Although outbreaks of Ebola virus are rare, the disease is severe and often fatal, with few treatment options. Rather than targeting the virus itself, one promising therapeutic approach would be to interrupt proteins in the human host cell that the virus relies upon. However, finding those regulators of viral infection using existing methods has been difficult and is especially challenging for the most dangerous viruses like Ebola that require stringent high-containment biosafety protocols.

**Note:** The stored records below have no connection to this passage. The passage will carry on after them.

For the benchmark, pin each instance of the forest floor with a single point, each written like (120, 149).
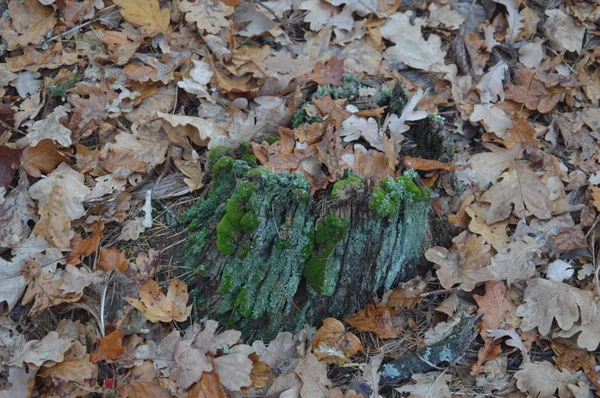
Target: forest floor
(110, 110)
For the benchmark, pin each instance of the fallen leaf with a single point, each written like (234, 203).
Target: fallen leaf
(542, 379)
(377, 319)
(544, 301)
(111, 259)
(328, 73)
(77, 370)
(333, 344)
(53, 223)
(522, 189)
(410, 47)
(563, 33)
(157, 307)
(109, 347)
(41, 158)
(48, 351)
(465, 264)
(313, 373)
(208, 16)
(81, 246)
(147, 15)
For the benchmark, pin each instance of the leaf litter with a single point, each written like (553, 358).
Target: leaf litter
(108, 113)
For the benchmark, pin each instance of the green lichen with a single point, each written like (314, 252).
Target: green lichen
(318, 272)
(347, 187)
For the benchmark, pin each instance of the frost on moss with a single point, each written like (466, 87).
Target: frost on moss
(275, 251)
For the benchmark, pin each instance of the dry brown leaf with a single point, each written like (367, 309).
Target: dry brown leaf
(48, 351)
(520, 188)
(157, 307)
(146, 15)
(85, 246)
(54, 224)
(208, 16)
(26, 22)
(333, 344)
(111, 259)
(41, 158)
(544, 301)
(110, 347)
(77, 370)
(377, 319)
(542, 379)
(465, 264)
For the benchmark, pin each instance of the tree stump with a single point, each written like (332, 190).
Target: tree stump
(269, 257)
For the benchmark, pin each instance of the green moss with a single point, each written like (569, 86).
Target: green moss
(238, 220)
(347, 187)
(328, 233)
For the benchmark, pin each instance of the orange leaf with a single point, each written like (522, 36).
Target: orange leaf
(375, 319)
(42, 158)
(427, 164)
(209, 386)
(330, 73)
(85, 246)
(336, 342)
(111, 259)
(111, 347)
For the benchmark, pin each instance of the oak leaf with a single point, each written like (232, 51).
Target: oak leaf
(377, 319)
(111, 259)
(41, 158)
(542, 379)
(332, 343)
(544, 301)
(110, 347)
(157, 307)
(147, 15)
(520, 192)
(465, 264)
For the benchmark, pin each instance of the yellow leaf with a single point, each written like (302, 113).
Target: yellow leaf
(146, 15)
(157, 307)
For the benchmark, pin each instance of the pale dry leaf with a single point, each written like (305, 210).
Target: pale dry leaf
(16, 212)
(532, 54)
(198, 80)
(516, 261)
(544, 301)
(491, 84)
(432, 384)
(559, 270)
(53, 223)
(27, 83)
(146, 15)
(132, 229)
(444, 16)
(157, 307)
(208, 16)
(74, 279)
(589, 337)
(313, 373)
(190, 363)
(542, 379)
(493, 119)
(465, 264)
(515, 20)
(411, 48)
(488, 166)
(49, 127)
(235, 367)
(520, 192)
(49, 350)
(562, 31)
(279, 350)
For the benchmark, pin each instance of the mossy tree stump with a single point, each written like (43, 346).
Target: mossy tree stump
(270, 257)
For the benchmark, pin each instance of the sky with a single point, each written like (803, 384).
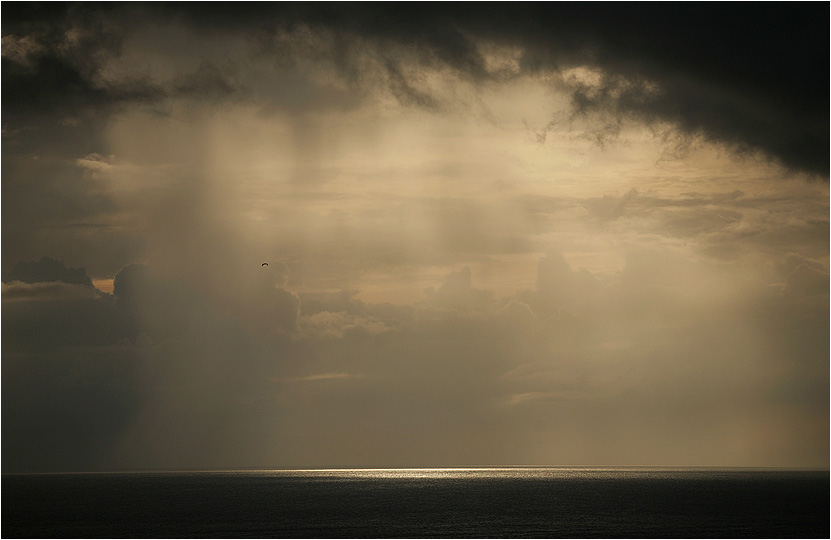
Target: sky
(544, 234)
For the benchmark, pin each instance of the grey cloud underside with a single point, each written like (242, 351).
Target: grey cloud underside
(751, 76)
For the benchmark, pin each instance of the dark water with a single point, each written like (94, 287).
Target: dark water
(417, 503)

Using machine-learning-based analyses of images of perturbed cells, they identified multiple host proteins involved in various stages of Ebola infection that when suppressed crippled the ability of the virus to replicate. Those viral regulators could represent avenues to one day intervene therapeutically and reduce the severity of disease in people already infected with the virus. The approach could be used to explore the role of various proteins during infection with other pathogens, as a way to find new drugs for hard-to-treat infections.

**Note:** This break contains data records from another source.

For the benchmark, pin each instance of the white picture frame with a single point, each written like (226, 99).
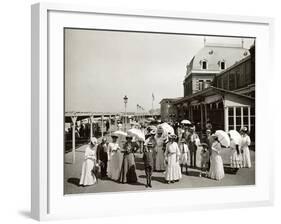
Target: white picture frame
(47, 201)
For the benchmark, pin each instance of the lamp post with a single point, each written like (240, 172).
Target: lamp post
(125, 103)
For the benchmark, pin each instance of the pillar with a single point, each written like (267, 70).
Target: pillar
(73, 118)
(102, 125)
(242, 117)
(202, 117)
(249, 119)
(234, 118)
(206, 113)
(115, 121)
(110, 125)
(226, 119)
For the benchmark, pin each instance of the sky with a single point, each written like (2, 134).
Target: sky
(101, 67)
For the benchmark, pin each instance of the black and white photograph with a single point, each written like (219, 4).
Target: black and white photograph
(147, 111)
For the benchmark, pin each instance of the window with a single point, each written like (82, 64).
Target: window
(204, 65)
(207, 83)
(200, 84)
(222, 65)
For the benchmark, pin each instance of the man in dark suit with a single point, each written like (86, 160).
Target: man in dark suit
(102, 156)
(191, 141)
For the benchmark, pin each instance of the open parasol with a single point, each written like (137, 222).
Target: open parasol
(137, 133)
(185, 122)
(120, 133)
(167, 128)
(235, 135)
(223, 138)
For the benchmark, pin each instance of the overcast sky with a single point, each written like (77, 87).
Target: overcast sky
(101, 67)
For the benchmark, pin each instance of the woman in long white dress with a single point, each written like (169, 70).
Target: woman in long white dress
(160, 158)
(216, 168)
(115, 159)
(172, 155)
(235, 156)
(87, 177)
(245, 143)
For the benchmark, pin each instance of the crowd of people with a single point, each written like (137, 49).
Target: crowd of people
(172, 154)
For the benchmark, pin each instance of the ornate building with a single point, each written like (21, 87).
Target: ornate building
(219, 88)
(211, 60)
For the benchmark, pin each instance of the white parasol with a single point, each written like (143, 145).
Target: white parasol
(185, 122)
(223, 138)
(137, 133)
(167, 128)
(235, 135)
(120, 133)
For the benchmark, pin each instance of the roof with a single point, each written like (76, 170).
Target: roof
(211, 91)
(170, 99)
(213, 54)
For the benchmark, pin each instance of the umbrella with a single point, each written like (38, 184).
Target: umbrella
(167, 128)
(235, 136)
(152, 127)
(137, 133)
(223, 138)
(185, 122)
(151, 119)
(120, 133)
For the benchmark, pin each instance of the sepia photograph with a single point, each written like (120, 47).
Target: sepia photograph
(147, 111)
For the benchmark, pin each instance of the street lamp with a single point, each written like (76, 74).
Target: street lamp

The team used CRISPR to knock out each gene in the human genome, one at a time, in nearly 40 million human cells, and then infected each cell with Ebola virus. They next fixed those cells in place in laboratory dishes and inactivated them, so that the remaining processing could occur outside of the high-containment lab.

After taking images of the cells, they measured overall viral protein and RNA in each cell using the CellProfiler image analysis software, and to get even more information from the images, they turned to AI. With help from team members in the Eric and Wendy Schmidt Center at the Broad, led by study co-author and Broad core faculty member Caroline Uhler, they used a deep learning model to automatically determine the stage of Ebola infection for each single cell. The model was able to make subtle distinctions between stages of infection in a high-throughput way that wasn’t possible using prior methods.

By sequencing parts of the CRISPR guide RNA in all 40 million cells individually, the researchers determined which human gene had been silenced in each cell, indicating which host proteins (and potential viral regulators) were targeted. The analysis revealed hundreds of host proteins that, when silenced, altered overall infection level, including many required for viral entry into the cell.

Knocking out other genes enhanced the amount of virus within inclusion bodies, structures that form in the human cell to act as viral factories, and prevented the infection from progressing further. Some of these human genes, such as UQCRB, pointed to a previously unrecognized role for mitochondria in the Ebola virus infection process that could possibly be exploited therapeutically. Indeed, treating cells with a small molecule inhibitor of UQCRB reduced Ebola infection with no impact on the cell’s own health.

Other genes, when silenced, altered the balance between viral RNA and protein. For example, perturbing a gene called STRAP resulted in increased viral RNA relative to protein. The researchers are currently doing further studies in the lab to better understand the role of STRAP and other proteins in Ebola infection and whether they could be targeted therapeutically.

The study appears in Nature Microbiology. The study’s approach could also be used to examine other pathogens and emerging infectious diseases and look for new ways to treat them.